GPU-Accelerated Applications

Accelerated computing has revolutionised a broad range of industries with over five hundred applications optimized for GPUs to help you accelerate your work.


Meet CUDA, a parallel computing platform and programming model developed by NVIDIA for general computing on graphical processing units (GPUs). Developers are using CUDA to dramatically speed up computing applications by harnessing the power of GPUs.

Applications that are GPU-accelerated runs part of the subsequent workload on the CPU - which is optimised for single-threaded performance – while the compute intensive portion of the application runs on thousands of GPU cores in parallel. With CUDA, developers program in popular languages such as C, C++, Fortran, Python and MATLAB and express parallelism through extensions in the form of a few basic keywords.


The NVIDIA Deep Learning GPU Training System (DIGITS) puts the power of deep learning into the hands of engineers and data scientists, used to rapidly train the highly accurate deep neural network (DNNs) for image classification, segmentation and object detection tasks.

DIGITS simplifies common deep learning tasks such as managing data, designing and training neural networks on multi-GPU systems, monitoring performance in real time with advanced visualizations, and selecting the best performing model from the results browser for deployment. DIGITS is completely interactive so that data scientists can focus on designing and training networks rather than programming and debugging.

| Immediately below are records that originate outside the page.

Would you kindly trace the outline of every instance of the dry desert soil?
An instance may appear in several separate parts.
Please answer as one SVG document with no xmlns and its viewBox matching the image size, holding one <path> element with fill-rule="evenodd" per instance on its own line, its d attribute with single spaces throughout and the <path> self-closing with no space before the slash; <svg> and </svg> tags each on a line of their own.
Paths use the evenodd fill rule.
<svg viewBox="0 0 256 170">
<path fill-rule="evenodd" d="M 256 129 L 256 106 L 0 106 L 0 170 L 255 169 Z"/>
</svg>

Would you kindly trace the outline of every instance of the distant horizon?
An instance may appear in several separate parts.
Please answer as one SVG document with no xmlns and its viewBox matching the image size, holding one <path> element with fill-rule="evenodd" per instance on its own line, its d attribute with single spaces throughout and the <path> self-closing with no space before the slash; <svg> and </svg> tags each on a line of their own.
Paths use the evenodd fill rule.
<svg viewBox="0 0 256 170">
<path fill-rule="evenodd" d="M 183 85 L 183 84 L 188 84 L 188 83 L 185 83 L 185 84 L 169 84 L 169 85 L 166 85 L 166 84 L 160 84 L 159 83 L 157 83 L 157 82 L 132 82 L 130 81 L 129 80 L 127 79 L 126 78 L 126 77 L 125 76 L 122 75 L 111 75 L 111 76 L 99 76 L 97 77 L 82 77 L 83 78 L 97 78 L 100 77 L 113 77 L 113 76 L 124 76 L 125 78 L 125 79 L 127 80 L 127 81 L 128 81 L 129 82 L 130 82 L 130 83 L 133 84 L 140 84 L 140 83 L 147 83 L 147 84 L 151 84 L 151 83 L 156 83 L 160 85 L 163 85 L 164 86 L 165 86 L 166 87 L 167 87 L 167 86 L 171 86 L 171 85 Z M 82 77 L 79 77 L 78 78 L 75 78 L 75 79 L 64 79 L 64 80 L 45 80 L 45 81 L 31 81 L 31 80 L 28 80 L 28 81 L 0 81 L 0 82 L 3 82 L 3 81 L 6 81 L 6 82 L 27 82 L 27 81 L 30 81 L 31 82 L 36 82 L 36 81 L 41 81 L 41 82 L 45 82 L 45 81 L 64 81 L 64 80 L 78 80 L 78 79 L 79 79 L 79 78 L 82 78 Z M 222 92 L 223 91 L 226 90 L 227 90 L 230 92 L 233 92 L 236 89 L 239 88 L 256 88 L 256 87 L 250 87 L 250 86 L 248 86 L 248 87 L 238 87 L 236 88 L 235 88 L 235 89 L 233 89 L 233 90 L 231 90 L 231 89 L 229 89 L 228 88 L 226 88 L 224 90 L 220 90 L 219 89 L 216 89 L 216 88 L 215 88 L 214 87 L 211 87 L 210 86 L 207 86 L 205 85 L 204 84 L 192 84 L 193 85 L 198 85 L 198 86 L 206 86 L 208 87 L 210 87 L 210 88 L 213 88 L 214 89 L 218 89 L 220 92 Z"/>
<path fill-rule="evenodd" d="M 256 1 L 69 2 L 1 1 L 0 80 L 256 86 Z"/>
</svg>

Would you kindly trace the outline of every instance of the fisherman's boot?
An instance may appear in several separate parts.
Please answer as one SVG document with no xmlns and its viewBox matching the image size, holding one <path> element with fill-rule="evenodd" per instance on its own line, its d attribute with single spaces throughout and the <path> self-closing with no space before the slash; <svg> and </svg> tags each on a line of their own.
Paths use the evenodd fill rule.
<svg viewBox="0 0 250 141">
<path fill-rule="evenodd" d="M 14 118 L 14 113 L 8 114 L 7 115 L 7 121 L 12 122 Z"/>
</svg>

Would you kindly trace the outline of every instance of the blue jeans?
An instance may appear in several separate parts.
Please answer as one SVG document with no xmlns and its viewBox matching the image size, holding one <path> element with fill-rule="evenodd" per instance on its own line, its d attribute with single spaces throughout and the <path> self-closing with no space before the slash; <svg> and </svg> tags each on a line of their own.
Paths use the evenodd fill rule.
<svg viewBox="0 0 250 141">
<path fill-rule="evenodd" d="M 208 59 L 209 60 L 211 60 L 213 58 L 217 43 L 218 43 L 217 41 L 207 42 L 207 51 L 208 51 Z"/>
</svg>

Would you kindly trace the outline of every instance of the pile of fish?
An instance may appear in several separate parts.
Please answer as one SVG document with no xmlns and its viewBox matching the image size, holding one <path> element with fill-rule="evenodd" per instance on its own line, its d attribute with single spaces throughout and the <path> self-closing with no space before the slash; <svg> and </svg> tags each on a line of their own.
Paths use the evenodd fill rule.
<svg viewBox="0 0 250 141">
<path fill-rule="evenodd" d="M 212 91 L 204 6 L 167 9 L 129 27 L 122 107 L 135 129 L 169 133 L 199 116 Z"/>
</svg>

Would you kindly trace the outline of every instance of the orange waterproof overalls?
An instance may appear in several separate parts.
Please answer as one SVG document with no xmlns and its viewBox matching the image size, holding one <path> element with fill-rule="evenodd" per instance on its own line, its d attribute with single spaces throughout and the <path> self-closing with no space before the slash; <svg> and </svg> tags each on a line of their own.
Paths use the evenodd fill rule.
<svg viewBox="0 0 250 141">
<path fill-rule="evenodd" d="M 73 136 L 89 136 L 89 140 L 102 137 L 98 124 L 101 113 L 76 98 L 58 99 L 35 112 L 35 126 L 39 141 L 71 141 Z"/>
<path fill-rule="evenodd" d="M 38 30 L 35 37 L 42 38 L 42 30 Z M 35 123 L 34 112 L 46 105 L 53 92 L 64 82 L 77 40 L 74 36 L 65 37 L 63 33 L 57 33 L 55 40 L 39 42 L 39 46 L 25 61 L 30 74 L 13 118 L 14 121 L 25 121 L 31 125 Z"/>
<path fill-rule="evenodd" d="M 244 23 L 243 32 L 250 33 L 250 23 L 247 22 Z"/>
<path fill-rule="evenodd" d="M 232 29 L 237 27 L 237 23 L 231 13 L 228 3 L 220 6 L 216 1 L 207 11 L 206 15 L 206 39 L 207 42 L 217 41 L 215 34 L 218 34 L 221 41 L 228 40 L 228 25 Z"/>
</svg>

The NVIDIA CUDA Deep Neural Network library (cuDNN) is a GPU-accelerated library of primitives for deep neural networks. cuDNN provides highly tuned implementations for standard routines such as forward and backward convolution, pooling, normalization, and activation layers. cuDNN is part of the NVIDIA Deep Learning SDK.

Deep learning researchers and framework developers worldwide rely on cuDNN for high-performance GPU acceleration. It allows them to focus on training neural networks and developing software applications rather than spending time on low-level GPU performance tuning. cuDNN accelerates widely used deep learning frameworks, including Caffe2, MATLAB, Microsoft Cognitive Toolkit, TensorFlow, Theano, and PyTorch.